Terms and Data Information

Terms of use

The data presented here are released for the broader research community's benefit. You are welcome to freely download and explore the data. We encourage utilization and publication of frequency data for specific targeted sets of variants, such as analyzing candidate causal variants found in rare disease patients. However, we request refraining from publishing global (genome-wide) analyses of this data or large gene sets until after our papers are published, which is anticipated in 2025.

Citation in publications

Please cite our bioRxiv preprint for usage of the data from the Macaque Capture and Whole Exome Database (mCED) browser.

Data Generation

The sequencing reads were mapped to the rhesus reference genome assembly (Mmul_8.0.1 or Mmul_10) using BWA mem. Single nucleotide variants (SNVs) and short insertion/deletions (indels) were called following the GATK pipeline. Variants called based on the Mmul_8.0.1 genome assembly were subsequently mapped to the Mmul_10 assembly using the UCSC genome browser program liftOver. Any sites with mismatched reference nucleotides were corrected using bcftools.

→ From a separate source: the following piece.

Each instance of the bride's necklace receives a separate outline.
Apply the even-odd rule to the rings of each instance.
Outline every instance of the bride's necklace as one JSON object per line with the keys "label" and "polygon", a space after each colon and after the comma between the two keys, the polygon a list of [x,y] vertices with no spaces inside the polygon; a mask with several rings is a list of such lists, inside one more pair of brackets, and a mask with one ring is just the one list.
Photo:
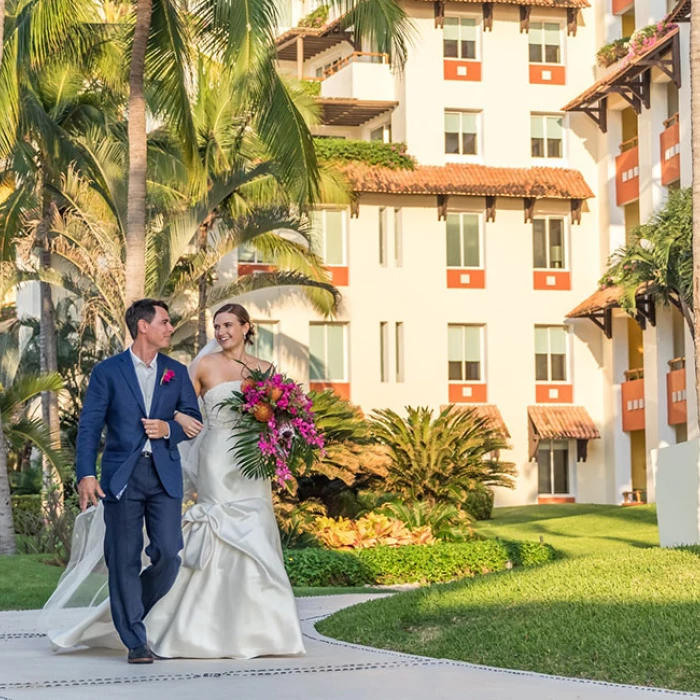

The sequenced variants underwent quality control and filtering based on the following criteria: 1. Variants labeled as "PASS" by GATK, meeting specific filtering conditions: QD < 5.0, QUAL < 30.0, FS > 15.0, MQ < 50.0, MQRankSum < -12.5, and ReadPosRankSum < -8.0. 2. Variants that remained dimorphic after assigning missing variants according to the following criteria: a) variants not called; b) heterozygous variant calls with allelic imbalance (AB>0.8 or AB<0.2); c) variant GQ per sample (from GATK) < 20; d) genotypes supported by less than 10 reads (DP < 10). 3. Sites where more than two distinct alleles were detected in a single subject were filtered out.